Poor Mr. Rogers blushed and looked most distressed, for that word is tabooed in this country, dear, and I doubt if the poor man ever heard it before. He saw my eyes dance, and gave me a look of such pained surprise that it was my turn to be distressed, for it is so cruel to shatter a man’s ideals! Bertie pursued all unconsciously:
“Can’t you see it from my point of view, Rogers? Ain’t you in the habit of standing by your friends in this country?”
“Certainly, Duke,” replied Mr. Rogers, suavely; he had quite recovered himself. “I think you will find Americans as loyal as any men on earth.”
“Not unless they go the whole length and stand by their own class when there is such a crying need for help as there is here. I suppose there’s a respectable number of gentlemen in the country, ain’t there?”
“A very large number. A highly respectable proportion of the seventy millions. I am constrained to make that admission, even though I hand you another weapon.”
“It is a weapon, by gad. And I’d like jolly well to understand your supineness. Perhaps you’ll wake up all in a moment and fling off your coats and go to work.”
“I wish I could think so. What we lack most, I fancy, is a leader, for unquestionably we have caste loyalty. But when all is said the upper-class in this country is small—compared to the vast sub-stratum—and the country is so huge that homogeneity is almost impossible. So far, every man has made his fight alone; and there is something pathetic in it—come to think of it.”
“I think those who have made the fight must be ripping fine men, and I’d like to meet some of them.

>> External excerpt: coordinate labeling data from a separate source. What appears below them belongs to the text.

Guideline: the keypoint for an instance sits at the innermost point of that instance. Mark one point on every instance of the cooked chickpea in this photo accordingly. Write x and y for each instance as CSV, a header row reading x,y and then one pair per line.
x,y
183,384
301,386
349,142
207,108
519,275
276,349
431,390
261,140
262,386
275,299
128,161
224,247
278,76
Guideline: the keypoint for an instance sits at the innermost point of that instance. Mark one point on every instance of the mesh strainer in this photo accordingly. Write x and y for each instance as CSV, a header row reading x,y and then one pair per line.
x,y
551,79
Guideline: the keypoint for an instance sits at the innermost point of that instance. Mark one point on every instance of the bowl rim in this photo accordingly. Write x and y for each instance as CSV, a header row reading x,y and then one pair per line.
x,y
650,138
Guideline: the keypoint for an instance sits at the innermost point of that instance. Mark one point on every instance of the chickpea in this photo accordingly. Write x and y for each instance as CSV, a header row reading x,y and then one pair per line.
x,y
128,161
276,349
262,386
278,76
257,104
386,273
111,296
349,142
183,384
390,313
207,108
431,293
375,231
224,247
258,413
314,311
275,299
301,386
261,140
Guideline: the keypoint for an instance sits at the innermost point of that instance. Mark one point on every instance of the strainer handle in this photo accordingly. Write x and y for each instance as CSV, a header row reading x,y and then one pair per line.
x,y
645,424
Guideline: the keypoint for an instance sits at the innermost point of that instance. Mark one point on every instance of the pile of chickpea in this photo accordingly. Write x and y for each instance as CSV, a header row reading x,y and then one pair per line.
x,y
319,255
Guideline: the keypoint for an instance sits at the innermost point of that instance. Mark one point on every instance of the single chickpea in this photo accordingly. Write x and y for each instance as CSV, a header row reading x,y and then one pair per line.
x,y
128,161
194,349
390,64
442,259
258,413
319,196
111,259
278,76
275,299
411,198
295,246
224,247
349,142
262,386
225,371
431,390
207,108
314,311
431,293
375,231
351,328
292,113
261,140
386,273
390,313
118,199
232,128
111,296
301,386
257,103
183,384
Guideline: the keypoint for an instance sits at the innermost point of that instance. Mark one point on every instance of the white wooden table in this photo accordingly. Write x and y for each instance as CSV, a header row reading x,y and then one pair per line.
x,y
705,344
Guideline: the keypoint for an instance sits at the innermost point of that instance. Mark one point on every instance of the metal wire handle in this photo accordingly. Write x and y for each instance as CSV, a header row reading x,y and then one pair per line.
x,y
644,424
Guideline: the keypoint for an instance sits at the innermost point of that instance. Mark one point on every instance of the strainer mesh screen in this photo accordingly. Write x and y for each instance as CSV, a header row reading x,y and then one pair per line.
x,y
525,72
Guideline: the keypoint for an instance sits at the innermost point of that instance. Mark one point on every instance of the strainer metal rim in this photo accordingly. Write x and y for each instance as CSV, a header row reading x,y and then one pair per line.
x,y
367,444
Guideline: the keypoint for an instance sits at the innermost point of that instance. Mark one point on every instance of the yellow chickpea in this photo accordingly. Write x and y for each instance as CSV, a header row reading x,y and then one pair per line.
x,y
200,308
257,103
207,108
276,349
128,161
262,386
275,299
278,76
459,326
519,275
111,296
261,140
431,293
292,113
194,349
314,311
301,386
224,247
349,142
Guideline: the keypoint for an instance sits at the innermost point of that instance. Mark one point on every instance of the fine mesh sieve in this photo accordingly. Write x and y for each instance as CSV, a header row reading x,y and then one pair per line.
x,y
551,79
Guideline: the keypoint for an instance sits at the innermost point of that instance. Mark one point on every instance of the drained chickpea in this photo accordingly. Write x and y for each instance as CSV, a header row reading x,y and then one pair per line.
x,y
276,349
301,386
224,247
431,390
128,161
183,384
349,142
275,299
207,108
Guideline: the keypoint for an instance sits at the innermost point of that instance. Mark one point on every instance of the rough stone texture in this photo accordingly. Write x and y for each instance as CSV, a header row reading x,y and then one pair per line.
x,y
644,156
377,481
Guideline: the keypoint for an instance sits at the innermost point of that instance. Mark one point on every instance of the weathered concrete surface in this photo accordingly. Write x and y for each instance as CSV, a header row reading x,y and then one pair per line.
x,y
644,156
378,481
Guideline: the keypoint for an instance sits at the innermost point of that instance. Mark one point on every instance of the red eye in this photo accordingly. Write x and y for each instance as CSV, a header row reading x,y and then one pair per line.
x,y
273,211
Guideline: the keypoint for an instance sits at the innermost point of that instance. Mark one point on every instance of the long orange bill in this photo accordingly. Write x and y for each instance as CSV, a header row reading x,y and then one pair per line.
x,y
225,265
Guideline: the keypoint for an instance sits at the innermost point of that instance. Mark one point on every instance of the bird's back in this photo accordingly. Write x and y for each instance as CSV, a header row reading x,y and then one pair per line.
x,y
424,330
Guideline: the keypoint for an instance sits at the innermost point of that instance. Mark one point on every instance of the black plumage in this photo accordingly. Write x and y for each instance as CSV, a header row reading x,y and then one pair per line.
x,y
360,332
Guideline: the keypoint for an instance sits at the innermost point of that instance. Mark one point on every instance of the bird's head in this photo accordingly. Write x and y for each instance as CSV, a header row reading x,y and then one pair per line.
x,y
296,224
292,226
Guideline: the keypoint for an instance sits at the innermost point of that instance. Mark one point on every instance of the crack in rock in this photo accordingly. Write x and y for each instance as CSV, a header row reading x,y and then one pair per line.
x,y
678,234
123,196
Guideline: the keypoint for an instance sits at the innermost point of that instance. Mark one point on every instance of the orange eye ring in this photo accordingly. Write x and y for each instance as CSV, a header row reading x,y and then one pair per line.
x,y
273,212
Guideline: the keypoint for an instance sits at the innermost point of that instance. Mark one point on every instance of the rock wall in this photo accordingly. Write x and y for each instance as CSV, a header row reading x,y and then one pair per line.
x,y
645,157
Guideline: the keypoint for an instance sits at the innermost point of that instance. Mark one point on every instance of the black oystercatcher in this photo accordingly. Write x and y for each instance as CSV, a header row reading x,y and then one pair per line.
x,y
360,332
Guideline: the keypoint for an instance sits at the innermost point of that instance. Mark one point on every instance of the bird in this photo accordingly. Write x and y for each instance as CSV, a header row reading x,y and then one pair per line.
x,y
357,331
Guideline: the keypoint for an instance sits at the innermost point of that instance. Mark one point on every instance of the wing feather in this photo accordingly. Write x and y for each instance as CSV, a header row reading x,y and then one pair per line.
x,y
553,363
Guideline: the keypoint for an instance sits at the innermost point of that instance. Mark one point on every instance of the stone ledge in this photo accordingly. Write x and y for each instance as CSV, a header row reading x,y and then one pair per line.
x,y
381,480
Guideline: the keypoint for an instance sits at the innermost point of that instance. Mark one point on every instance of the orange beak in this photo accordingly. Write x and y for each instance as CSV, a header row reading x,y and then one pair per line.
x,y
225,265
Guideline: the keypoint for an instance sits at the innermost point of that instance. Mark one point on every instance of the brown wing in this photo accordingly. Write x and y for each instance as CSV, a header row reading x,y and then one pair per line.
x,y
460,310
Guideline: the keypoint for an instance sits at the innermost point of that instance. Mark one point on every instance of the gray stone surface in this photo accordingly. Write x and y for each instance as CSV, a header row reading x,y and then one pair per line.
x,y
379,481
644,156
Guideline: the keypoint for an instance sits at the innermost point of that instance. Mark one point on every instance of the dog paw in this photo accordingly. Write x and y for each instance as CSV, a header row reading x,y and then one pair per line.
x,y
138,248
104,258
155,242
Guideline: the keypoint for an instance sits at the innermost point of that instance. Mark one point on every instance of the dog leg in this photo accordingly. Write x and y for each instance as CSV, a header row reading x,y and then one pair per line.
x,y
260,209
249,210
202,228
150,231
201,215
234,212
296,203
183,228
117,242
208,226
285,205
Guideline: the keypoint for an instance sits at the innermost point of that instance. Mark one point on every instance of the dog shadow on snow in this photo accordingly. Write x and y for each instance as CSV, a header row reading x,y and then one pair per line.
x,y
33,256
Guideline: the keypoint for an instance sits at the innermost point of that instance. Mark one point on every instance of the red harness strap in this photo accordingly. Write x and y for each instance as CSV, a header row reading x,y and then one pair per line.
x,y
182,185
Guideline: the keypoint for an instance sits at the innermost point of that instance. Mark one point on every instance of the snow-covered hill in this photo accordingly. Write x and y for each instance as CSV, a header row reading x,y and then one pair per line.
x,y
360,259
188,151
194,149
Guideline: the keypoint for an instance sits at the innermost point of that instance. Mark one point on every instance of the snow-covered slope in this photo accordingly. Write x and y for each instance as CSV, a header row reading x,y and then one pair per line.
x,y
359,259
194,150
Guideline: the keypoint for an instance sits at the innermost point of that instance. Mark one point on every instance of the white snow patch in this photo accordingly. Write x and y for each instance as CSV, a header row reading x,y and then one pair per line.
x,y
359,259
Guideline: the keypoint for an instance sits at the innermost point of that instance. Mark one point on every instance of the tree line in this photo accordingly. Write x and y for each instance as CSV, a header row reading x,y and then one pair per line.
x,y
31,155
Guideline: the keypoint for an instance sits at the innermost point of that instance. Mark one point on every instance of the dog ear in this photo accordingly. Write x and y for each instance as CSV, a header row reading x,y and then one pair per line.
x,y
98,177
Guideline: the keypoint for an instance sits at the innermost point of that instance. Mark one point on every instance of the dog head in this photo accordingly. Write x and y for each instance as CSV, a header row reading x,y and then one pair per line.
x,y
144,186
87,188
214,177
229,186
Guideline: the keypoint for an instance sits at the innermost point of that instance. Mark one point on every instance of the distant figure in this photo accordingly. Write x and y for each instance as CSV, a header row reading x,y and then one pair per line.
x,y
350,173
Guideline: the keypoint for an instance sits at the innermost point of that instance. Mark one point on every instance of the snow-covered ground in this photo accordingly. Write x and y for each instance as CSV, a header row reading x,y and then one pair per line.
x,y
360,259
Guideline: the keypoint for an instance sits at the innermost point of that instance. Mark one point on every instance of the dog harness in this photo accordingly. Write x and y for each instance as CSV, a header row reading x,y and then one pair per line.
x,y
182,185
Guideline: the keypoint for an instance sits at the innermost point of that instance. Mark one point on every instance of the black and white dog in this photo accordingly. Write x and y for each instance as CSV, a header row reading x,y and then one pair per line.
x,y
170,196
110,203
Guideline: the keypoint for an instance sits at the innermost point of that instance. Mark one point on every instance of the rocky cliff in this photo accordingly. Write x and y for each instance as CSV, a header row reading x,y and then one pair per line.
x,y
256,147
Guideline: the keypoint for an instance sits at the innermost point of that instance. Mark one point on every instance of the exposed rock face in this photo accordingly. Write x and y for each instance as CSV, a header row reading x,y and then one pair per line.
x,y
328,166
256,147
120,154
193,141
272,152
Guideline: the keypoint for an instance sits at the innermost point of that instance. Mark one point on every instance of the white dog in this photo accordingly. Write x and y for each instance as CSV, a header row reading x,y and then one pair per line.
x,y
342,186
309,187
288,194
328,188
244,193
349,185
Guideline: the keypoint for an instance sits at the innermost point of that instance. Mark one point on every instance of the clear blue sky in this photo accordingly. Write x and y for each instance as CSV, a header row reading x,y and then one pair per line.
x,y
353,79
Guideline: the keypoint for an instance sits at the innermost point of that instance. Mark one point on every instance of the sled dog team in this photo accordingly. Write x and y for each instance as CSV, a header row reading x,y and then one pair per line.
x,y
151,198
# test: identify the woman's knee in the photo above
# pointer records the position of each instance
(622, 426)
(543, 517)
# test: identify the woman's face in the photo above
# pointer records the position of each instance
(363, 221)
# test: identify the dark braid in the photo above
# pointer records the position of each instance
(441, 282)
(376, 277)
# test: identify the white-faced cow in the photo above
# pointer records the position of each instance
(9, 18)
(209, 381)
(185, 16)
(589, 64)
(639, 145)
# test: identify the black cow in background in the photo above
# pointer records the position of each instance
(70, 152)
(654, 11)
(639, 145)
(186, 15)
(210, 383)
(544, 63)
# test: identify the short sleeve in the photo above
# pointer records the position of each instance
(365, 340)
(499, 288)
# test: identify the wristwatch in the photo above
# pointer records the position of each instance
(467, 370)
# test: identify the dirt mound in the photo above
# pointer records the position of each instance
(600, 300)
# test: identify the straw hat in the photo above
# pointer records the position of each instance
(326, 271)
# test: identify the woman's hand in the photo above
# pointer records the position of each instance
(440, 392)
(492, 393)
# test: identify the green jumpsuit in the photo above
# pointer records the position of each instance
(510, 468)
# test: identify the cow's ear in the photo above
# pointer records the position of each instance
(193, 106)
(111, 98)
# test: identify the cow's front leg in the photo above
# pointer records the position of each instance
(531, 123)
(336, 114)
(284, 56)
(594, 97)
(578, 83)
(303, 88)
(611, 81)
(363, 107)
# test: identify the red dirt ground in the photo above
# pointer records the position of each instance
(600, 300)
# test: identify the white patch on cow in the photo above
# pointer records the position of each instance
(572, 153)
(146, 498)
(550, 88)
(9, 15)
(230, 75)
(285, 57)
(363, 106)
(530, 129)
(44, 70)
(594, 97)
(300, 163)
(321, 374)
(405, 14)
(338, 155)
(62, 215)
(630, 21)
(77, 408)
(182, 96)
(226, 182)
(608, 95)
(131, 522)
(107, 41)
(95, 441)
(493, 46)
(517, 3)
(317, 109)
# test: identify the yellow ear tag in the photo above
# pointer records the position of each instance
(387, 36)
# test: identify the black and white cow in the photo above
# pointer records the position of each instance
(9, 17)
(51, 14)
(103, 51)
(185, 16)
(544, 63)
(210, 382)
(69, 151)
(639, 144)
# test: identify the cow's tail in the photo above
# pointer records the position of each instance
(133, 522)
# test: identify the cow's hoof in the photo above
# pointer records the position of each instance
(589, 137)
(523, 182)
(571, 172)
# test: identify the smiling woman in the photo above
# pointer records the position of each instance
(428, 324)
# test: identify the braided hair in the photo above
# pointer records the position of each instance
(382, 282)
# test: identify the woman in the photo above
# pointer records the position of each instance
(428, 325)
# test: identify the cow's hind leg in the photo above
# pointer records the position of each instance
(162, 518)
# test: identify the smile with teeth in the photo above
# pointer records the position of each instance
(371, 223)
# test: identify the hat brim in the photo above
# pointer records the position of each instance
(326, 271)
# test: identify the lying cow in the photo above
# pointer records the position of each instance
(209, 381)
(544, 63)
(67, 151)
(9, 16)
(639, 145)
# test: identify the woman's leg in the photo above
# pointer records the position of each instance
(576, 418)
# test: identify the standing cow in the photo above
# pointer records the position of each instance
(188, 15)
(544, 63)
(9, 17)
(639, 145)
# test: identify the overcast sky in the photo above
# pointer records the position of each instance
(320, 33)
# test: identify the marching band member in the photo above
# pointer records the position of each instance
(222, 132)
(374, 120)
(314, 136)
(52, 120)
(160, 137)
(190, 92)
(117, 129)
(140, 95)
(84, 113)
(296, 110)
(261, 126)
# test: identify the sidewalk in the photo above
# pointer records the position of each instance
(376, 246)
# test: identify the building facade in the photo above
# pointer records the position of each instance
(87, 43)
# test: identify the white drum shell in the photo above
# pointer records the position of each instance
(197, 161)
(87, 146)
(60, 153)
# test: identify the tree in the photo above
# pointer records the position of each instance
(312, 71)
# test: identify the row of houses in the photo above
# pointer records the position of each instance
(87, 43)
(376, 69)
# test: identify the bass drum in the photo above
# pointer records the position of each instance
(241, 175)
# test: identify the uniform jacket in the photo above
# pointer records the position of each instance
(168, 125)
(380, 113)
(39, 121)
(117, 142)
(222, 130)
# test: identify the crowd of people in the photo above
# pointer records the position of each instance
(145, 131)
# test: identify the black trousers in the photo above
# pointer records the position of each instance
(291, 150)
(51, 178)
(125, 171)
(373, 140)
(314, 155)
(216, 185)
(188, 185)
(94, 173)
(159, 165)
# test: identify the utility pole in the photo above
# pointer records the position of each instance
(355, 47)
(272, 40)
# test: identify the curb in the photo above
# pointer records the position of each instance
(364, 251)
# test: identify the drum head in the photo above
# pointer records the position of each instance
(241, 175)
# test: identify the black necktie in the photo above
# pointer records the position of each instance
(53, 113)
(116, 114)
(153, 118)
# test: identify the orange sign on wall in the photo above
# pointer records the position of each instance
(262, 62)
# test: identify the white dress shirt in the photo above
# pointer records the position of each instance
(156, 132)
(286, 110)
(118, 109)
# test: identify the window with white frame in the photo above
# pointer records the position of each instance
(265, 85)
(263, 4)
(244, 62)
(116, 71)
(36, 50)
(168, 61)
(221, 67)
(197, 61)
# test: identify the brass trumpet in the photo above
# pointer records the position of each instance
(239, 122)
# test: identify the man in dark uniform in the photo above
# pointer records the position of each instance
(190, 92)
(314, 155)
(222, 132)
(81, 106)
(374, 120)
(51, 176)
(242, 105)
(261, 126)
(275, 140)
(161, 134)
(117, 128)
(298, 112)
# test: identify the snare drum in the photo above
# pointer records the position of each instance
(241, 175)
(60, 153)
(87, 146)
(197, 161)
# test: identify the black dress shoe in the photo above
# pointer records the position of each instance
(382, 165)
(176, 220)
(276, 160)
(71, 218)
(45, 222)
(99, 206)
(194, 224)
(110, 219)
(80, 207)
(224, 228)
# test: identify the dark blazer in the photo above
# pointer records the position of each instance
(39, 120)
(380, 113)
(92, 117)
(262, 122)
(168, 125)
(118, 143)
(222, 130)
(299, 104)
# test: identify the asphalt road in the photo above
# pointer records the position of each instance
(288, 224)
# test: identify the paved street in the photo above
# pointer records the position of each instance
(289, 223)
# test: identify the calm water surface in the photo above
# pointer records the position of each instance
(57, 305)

Will any of them come up here this summer?”
Mr. Rogers shook his head. “I am sorry, but we do not happen to have any politicians in the club. I thought it over carefully and concluded that it was better not, for they cannot avoid knowing objectionable people who might manage to get themselves invited here, too.”
Again, I interposed before Bertie could answer. “What becomes of your law of progress? If it is as inborn and inevitable—unhinderable—as you say, why does it not sweep your class in its current? Surely that class is increased from year to year by ambitious recruits whose offspring will be as cultivated as you are to-day—that is part of your law of progress. It seems to me that a natural instinct should force you and your sort to labour to keep yourselves high above the masses and fill the great public offices of the country.”